I have a programming problem that I am trying to work through, but I'm stuck as in which direction to begin.

The problem is as follows:

If we have some nxn square board (essentially a two-dimensional array) with each square of the grid having a numerical value in it (negative, zero, or positive). The guidelines for the game are that you may start with your "token" at any position on the board, and you can only move your token right or down (in any order).

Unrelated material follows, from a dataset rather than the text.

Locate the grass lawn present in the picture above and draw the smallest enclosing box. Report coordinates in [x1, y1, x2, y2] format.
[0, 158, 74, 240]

For each square you enter, you add or subtract that total from your score, and your goal is to accumulate the highest score possible before moving off any square on the right or bottom edge.

This is similar to other dynamic programming problems I've seen in the past (word aligning comes to mind), but I'm struggling with where to start without essentially taking a brute force method of dynamic programming (memoize table for each square on the right and bottom edge, but then you end up with (2n tables of size n^2, and the runtime would be atrocious).

What would you recommend as a starting point for this problem in order to achieve the highest possible score, while still keeping the algorithm as time and space efficient as possible?

Answer 1

If I understand this correctly, you can just make a nxn table where the entries are

table[i][j] = board[i][j] + max(table[i][j-1], table[i-1][j])

with

table[-1][j] = INT_MIN for all j

and

table[i][-1] = INT_MIN for all i

(table is the table for the maximum scores and board the actual board that you are given.)